Before you put the new drive in your housing, you might want to read the formatting page. I ran into a slight problem with partitioning the drive once it was inside the housing and there are a number of methods to format the new drive you plan to install, some of which require the drive being out of the housing to accomplish these tasks.

Reassembly is pretty straight forward - you just reverse the instructions from the disassembly page. However, there are a few things to take note of:

Note 1:

If your hot glue bee bees have come off, you might want to rectify that problem while most of the drive is apart. I did not hot glue the wires back to the top of the housing. If this method failed once, it will probably fail again.
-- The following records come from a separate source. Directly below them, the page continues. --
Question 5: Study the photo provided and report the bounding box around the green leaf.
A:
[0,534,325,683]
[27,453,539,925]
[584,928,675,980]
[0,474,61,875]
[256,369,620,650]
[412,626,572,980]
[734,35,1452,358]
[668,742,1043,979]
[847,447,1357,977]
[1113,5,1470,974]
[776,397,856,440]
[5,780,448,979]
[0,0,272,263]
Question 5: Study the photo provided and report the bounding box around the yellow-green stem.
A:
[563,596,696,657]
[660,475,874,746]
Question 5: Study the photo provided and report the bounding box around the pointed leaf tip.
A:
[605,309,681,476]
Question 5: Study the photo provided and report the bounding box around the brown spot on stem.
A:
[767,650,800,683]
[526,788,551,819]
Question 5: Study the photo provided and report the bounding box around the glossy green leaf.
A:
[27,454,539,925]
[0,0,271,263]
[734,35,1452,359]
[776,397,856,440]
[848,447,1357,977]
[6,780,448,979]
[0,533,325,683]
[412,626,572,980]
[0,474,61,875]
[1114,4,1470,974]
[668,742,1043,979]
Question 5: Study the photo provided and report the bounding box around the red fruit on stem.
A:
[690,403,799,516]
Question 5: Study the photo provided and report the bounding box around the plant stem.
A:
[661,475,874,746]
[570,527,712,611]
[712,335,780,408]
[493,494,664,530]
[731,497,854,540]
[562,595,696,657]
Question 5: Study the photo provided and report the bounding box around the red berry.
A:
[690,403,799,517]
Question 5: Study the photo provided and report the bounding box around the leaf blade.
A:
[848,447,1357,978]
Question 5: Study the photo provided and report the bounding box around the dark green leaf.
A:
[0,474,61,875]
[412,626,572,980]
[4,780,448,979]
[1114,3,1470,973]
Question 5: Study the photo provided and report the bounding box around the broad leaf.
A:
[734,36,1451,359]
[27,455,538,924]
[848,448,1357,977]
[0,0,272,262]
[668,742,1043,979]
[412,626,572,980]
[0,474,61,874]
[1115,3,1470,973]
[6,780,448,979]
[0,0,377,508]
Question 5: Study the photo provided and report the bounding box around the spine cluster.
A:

My solution was to get some heat resistant foam - the kind they use to line the insides of hard drives where circuit boards usually come in contact with the metal. If it's good enough to not catch fire INSIDE a hard drive, it will probably do a good job of not bursting into flames on top of the drive. I used double sided sticky tape to secure the foam to the front top of the new hard drive in the Ikebana housing. The foam will press up against the top of the housing and prevent the lights from coming lose should I shake the drive wildly or dop it (like Kurt did).

Note 2:

Did you pay attention to where the red and black wires were run inside the housing? I didn't! Took me a few minutes to figure out how they were run, but I got it all back together.

Note 3:

If you tore the metallic tape when prying the metal box off the back, don't sweat it. I don't think this really served much of a purpose other than tomake the insides look tidy and maybe helped to direct heat from the drive out the bottom (where the vents are in the housing). Then again, this could be the very thing hold the fabric of our world together. No pressure.

Note 4:

If you mangled the rubber feet when you took them off and they won't stick back on now - no worries. Get some rubber cement and apply a thing layer to the rubber feet and to the plastic housing where the feet fit into. Let it dry a few minutes and then stick them together. Any overpaint can be rubbed off with your fingers once it's dry.

Note 5:

CRAMMING SPEED! At not time did I have to exert any kind of real force on any parts of the housing or the innards to get the unit apart or back together. If you're straining to put this thing back together, something isn't right and you're going to break it.